Another way to rescue neural cellular integrity in AD is through a tubulin acetyltransferase protein responsible for microtubule reorganisation. As similar effects have been observed in HGPS, it may suggest that this could be a conserved mechanism in neurodegenerative diseases which can become a therapeutic target.

Another protein worth looking into therapeutically is cytosolic E3 ligase, Mahogunin. It’s coded by the gene MGRN1. Knock-out studies of the mind showed a plethora of effect but most importantly there was progressive neurodegeneration. With age, MGRN1 levels decrease and relocate to the nucleus from the cytoplasm. Perhaps increasing Mahogunin levels would ameliorate neuronal stress and aging.

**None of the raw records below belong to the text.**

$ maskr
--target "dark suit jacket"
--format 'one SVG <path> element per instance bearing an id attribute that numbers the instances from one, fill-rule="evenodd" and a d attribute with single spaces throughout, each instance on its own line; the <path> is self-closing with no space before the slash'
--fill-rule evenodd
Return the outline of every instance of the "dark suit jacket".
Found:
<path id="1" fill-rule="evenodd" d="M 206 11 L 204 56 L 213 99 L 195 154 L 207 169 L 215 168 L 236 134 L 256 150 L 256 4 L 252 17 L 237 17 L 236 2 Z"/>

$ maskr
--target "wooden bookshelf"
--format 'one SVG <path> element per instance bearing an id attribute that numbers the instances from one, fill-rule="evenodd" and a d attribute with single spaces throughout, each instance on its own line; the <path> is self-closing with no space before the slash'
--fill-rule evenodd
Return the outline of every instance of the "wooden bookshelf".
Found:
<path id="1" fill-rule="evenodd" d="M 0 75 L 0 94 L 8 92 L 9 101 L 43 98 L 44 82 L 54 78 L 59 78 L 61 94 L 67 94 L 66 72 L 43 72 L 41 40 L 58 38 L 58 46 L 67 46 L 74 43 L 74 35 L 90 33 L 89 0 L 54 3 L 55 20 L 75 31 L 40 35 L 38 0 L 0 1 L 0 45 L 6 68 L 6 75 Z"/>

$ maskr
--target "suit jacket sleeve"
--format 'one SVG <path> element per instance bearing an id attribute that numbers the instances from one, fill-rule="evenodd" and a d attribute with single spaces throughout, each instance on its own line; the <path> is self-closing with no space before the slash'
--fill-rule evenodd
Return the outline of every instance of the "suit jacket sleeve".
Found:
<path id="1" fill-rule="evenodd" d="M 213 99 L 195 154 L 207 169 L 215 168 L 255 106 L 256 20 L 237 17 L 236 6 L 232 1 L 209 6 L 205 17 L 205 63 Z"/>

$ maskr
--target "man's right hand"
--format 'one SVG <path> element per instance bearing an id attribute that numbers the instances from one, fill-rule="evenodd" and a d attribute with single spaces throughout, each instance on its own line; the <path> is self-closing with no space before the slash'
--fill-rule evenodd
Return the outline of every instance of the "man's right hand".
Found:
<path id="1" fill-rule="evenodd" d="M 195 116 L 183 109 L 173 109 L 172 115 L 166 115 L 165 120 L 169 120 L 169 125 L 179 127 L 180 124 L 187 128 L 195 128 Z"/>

Ultimately, parallels can be draw in all neurodegenerative pathologies where there is disruption of nucleocytoplasmic transport through various mechanisms. Yet all of them involve oxidative stress at the core. One of the main sources of RONS is the mitochondria.

It can’t be a coincidence that “MGRN1 lacking mice show mitochondrion dysfunction months before neuronal degeneration [2].” More research needs to be done to elucidate the links between MGRN1, mitochondrial regulation, RONS and neurodegeneration.

All of the above outlines a range of novel targets involving nuclear import, nuclear export and microtubule intervention. Such interventions could perhaps prevent or even reverse symptoms of debilitating neuropathologies that cut human longevity and quality of life dramatically, but as with all brain research, the devil is in the detail and understanding how numerous pathways intersect and influence one another and the role of nucleocytoplasmic transport will be key to improving healthspan and extending lifespan.